Monday, December 22, 2008

Maternal Mortality: Death by Childbirth

Third world mothers face health risks that have been eliminated from the industrialized world. Mercator Net interviews Dr. Robert Walley, the founder and executive director of MaterCare International and an emeritus Professor of Obstetrics and Gynaecology at Memorial University of Newfoundland, Canada.

Dr. Walley: Mothers in the developing world are experiencing unimaginable suffering due to a scandalous lack of effective care during pregnancy and childbirth, with the consequence that many thousands are dying. The World Health Organisation estimates that there are over 500,000 maternal deaths annually, of which 99 per cent occur in developing countries. There is no accurate data to substantiate these numbers, the reason being that most developing countries do not report information on births, deaths, the sex of dead people or the cause of death. However, figures from my own experience at a mission hospital in Nigeria, where the in-hospital maternal mortality ratio was 1,700 per 100,000 live births, illustrates the enormity of the situation.

Some 200 million women are pregnant, world-wide, each year. Most mothers deliver in villages without access to safe, clean facilities and without a trained person to assist them. Most maternal deaths occur during the last trimester and in the first week following delivery. Practising in Canada prior to going to Nigeria in 1981 and since then, I have never had a mother die under my care from a direct obstetrical cause, or been present at such a death. Maternal deaths in Canada are at the level of what is called irreducible minimums, 1/100,000 live births. However, at the mission hospital maternal deaths were almost a daily event. I recall one weekend during which there were four deaths of mothers who had arrived at the hospital, two in extremis from haemorrhage, one in agony from obstructed labour, and another with a ruptured uterus after days in labour because she was young and consequently her pelvis was too small. Others would arrive unconscious due to pregnancy-induced hypertension, or suffering from malaria or severe anaemia resulting from malnutrition. Most mothers die in Africa alone and in terror in villages, as they have no way of getting to the hospital. These deaths of mothers and babies are the greatest tragedies of our times especially since they are readily preventable and treatable.

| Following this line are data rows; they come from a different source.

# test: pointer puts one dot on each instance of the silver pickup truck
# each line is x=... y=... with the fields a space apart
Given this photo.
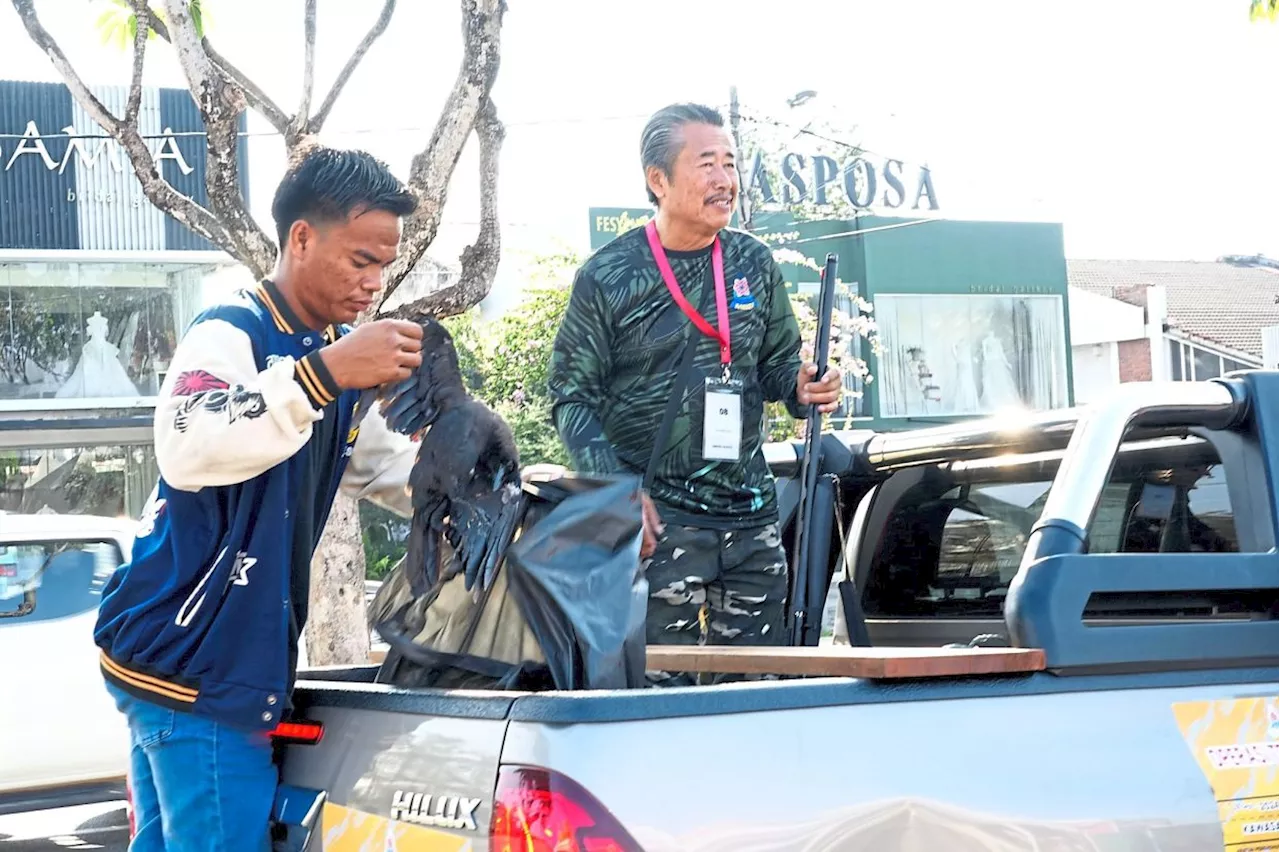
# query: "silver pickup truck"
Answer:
x=1072 y=642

The disparity in maternal mortality and morbidity rates, between developed and developing countries, is greater than any other commonly used measure of health status. Pregnancy related deaths are one of the major causes of death and disability occurring among women in the reproductive age group. This loss is twice that of any other diseases including AIDS, malaria, TB or sexually transmitted diseases. There is no single cause for male mortality in this age group that comes close to the magnitude of maternal mortality and morbidity. The tragedy is that the solutions to this suffering have been known for decades and cost very little. ...

MercatorNet: It is 21 years since the Safe Motherhood Initiative was launched in Nairobi to address this problem, and 8 years since it was made one the UN's Millennium goals, and yet the director general of the WHO said recently that "the world failed to make a dent" in it. What is your analysis of this failure?

Dr Walley: A report in the British Medical Journal in July 2007 said that at the present rate of progress the 5th Millennium Development Goal will not be met for 275 years -- in 2282, not in 2015 as intended. The reasons are poverty, lack of compassion, lack of political and professional wills, a conspiracy of silence, and a lack of imagination. That any woman should die giving birth in the 21st century is an international disgrace.

The responsibility in my view lies partly with national governments but also very much with Western governments, the UN and other international agencies e.g. those of the European Union, DFID (UK), CIDA (Canada) and USAID and, of course, the radical feminist movement, which cares little for motherhood. These are compromised by their desire to control populations in developing countries. While billions of dollars have been and are being spent on reproductive health programmes (a euphemism for birth control) only a small fraction is focused on providing emergency obstetric services that ensures that women survive their pregnancies -- services which are freely available to all mothers in rich countries.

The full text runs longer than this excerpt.